The national grid frequency was stable for longer periods this year than it was since 2015. The grid recorded 11 system collapses occurring between January and September. This was however slightly higher than the 10 collapses recorded in 2015 being the year with the lowest occurrence since 2010, reports from the System Operator (SO) arm of TCN showed.
While TCN made significant improvements, there are key lines that are still constrained especially, the Alaoji to Onitsha, Awka to Enugu, and Odukpani lines, hampering effective delivery of electricity.
The Managing Director of TCN, Mr Usman Gur Mohammed, had at the fourth quarter briefing said plans are ongoing to expand those lines. He said in spite of the investments, there are many commissioned transformers that the Distribution Companies (DisCos) have not connected to bring the increased power to electricity consumers.
There are often mixed reactions about electricity distribution in Nigeria as many consumers have their expectations. What was more important to them this year besides stable supply was that they could measure their consumption and pay commensurately. This December, the DisCos are taking more power, above 4,000MW, the sector’s daily operational reports indicated.
However, there were huge records of load rejection during the year. Explaining the reasons behind this, the Executive Director, Research and Advocacy at the Association of Nigerian Electricity Distributors (ANED), Barrister Sunday Oduntan, said it made no business sense for DisCos to take power that is dumped on them by the transmission section especially where they do not have customers to supply, while the core areas suffer poor bulk power supply to their stations.

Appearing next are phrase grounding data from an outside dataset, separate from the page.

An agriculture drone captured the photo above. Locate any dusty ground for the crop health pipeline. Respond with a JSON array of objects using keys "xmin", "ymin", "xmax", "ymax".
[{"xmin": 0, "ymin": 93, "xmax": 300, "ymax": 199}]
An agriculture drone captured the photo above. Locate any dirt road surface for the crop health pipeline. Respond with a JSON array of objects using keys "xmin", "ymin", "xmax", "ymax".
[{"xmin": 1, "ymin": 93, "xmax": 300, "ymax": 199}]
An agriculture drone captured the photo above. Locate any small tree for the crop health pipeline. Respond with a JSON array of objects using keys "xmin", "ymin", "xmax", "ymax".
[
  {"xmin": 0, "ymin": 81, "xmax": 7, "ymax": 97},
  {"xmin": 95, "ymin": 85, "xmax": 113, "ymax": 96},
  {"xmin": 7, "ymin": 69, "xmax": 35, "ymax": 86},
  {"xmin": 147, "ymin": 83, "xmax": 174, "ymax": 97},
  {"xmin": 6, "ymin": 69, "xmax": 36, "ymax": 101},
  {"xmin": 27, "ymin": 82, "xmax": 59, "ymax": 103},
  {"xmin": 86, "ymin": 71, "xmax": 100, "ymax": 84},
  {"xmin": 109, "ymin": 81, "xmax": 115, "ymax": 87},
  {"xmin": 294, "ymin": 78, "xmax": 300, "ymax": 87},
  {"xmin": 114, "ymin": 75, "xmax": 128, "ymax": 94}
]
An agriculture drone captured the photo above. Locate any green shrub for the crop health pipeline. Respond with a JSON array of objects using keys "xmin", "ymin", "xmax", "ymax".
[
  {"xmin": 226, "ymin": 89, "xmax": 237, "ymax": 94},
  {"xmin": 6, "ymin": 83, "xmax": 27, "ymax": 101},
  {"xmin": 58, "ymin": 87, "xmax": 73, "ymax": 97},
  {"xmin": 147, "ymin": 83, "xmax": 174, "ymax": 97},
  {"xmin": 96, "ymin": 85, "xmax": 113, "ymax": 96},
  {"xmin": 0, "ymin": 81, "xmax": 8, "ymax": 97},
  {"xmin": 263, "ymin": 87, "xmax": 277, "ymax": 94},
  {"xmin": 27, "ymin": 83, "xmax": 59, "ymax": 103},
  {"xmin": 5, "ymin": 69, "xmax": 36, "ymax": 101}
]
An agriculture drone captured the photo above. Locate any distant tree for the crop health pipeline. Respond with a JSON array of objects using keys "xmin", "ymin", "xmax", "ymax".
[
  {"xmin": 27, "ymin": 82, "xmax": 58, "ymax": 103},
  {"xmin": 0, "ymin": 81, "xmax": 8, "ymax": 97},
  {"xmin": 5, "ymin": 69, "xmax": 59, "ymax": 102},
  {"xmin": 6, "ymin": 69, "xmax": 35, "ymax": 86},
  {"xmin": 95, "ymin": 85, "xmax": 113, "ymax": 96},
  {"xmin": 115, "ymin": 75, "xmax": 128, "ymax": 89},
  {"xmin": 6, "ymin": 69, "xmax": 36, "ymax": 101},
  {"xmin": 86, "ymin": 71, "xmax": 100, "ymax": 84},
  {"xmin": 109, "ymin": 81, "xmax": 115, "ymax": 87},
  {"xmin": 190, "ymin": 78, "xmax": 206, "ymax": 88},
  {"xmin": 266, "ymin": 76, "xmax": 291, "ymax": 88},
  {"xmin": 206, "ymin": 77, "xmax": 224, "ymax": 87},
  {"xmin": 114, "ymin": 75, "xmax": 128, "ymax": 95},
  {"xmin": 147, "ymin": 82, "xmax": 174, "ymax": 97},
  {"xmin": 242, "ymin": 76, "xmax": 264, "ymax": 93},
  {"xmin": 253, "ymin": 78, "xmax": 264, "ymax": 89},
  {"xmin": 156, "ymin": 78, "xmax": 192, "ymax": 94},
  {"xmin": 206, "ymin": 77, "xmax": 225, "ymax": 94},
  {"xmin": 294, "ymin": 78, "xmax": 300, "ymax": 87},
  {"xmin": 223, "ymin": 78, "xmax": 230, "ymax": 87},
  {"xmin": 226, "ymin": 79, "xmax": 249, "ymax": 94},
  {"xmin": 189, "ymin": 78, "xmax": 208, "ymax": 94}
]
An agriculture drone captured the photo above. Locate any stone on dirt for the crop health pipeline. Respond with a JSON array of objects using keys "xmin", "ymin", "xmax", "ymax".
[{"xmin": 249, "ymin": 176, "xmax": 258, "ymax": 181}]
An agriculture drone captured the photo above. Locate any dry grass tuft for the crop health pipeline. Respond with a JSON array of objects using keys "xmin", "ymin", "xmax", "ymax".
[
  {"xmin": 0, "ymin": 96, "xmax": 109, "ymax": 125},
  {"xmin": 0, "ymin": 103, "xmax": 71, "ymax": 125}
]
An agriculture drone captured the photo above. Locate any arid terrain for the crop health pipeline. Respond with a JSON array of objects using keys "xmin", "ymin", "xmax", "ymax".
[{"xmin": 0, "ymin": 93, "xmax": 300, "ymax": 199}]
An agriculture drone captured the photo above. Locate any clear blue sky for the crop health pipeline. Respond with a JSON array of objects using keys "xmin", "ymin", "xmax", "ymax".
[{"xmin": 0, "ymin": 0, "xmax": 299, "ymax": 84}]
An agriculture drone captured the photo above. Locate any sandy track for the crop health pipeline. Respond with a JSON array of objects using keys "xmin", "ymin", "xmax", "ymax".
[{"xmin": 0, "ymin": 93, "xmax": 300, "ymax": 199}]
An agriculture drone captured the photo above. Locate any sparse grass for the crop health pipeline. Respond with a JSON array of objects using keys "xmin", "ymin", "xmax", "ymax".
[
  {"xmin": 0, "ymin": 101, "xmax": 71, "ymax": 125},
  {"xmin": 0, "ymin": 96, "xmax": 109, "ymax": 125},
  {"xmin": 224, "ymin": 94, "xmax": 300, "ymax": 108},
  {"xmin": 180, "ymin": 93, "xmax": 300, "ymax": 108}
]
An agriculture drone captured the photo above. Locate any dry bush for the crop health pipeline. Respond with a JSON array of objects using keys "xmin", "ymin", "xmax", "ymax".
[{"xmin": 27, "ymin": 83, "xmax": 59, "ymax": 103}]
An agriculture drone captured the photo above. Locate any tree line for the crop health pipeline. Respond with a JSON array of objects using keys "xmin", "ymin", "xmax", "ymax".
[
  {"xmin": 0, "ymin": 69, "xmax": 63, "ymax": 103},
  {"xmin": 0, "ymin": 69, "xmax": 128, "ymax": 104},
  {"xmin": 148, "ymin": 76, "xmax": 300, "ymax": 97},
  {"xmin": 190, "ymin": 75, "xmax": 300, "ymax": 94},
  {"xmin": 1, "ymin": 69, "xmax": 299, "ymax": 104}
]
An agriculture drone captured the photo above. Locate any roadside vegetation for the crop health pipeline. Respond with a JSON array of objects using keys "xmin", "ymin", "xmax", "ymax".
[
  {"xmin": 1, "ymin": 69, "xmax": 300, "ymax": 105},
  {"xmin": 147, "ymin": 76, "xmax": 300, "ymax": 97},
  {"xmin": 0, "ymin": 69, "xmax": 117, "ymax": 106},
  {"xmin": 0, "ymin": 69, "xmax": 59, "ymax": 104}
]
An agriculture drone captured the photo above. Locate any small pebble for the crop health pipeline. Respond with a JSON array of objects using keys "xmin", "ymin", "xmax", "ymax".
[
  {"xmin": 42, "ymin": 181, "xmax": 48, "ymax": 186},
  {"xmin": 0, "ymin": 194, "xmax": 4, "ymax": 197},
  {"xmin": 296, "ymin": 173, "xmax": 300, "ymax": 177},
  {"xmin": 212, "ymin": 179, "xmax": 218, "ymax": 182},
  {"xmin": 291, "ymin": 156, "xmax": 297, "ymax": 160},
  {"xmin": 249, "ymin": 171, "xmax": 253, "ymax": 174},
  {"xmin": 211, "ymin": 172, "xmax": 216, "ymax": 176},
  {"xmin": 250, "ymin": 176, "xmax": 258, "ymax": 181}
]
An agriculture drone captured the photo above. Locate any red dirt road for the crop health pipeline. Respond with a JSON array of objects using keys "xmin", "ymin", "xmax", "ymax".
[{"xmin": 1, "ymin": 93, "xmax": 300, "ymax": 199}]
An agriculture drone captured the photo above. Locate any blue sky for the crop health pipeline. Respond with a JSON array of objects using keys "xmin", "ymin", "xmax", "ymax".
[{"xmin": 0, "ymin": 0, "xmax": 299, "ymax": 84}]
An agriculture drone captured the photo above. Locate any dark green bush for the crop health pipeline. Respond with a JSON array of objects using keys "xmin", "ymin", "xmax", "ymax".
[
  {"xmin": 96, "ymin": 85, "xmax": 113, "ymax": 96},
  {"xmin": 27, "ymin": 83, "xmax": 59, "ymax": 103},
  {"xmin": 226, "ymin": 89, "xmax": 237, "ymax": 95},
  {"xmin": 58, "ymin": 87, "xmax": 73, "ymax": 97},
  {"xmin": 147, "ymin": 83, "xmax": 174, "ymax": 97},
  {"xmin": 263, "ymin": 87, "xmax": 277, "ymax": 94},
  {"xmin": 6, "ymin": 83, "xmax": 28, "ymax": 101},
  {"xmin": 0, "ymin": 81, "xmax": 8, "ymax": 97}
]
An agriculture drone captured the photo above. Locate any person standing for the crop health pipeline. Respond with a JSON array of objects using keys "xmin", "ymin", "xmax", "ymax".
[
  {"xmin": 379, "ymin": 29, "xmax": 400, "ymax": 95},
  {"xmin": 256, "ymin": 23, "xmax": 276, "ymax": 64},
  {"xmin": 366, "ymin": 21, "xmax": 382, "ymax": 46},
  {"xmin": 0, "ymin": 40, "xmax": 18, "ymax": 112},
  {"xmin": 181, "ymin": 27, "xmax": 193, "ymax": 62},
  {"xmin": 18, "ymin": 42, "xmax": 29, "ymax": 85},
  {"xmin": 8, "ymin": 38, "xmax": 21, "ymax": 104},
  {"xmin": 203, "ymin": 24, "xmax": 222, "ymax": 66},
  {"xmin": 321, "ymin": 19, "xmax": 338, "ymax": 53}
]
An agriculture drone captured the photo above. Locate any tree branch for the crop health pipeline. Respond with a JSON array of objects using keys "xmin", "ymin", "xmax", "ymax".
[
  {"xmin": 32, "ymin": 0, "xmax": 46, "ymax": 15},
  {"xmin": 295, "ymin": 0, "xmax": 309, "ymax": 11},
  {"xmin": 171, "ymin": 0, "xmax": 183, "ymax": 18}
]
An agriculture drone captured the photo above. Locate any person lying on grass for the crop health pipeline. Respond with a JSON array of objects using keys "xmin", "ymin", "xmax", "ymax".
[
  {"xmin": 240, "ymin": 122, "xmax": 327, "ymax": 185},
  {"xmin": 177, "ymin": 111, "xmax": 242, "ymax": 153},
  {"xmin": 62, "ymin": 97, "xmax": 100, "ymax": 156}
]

For metering, the DisCos said the lack of cost reflective tariff is making them sell electricity as deficit price since February 2016 and that it has hampered their investment speed. While metering continues, customers yearning for them shows the process is rather slow, while many DisCos’ customers complain of huge estimated bills, not commensurate with actual consumption.
The DisCos are into enumeration to capture more customers into the paying net which could increase revenue and solve the liquidity crisis in the power sector. The Federal Government through TCN is investing N72bn as Distribution Expansion Programme (DEP) to provide infrastructure for some DisCos so they can sustain supply to certain customers.
But Oduntan advised the government, which still has 40 per cent stake in the DisCos, to find a lasting intervention template to cushion the over N1 trillion market shortfall so Nigerians can get better supply experience even as the DisCos battle energy theft and meter bypass among the end-users.
The Nigerian Electricity Regulatory Commission (NERC) finally had its chairman, Prof. James Momoh, over two years after the full board was to be operational. It moved to its permanent building in April after it activated the Meter Assets Provider (MAP) Regulation.
Many electricity consumers and experts have poorly rated NERC on handling of complaints and key issues in the sector.
They expect the regulator of the sector to do more in 2019. This is also the expectation from the technical and safety enforcer – Nigerian Electricity Management Services Agency (NEMSA).
NEMSA said it acquired more equipment, established more zonal offices and is sensitising stakeholders to check against substandard electrical installations and practices.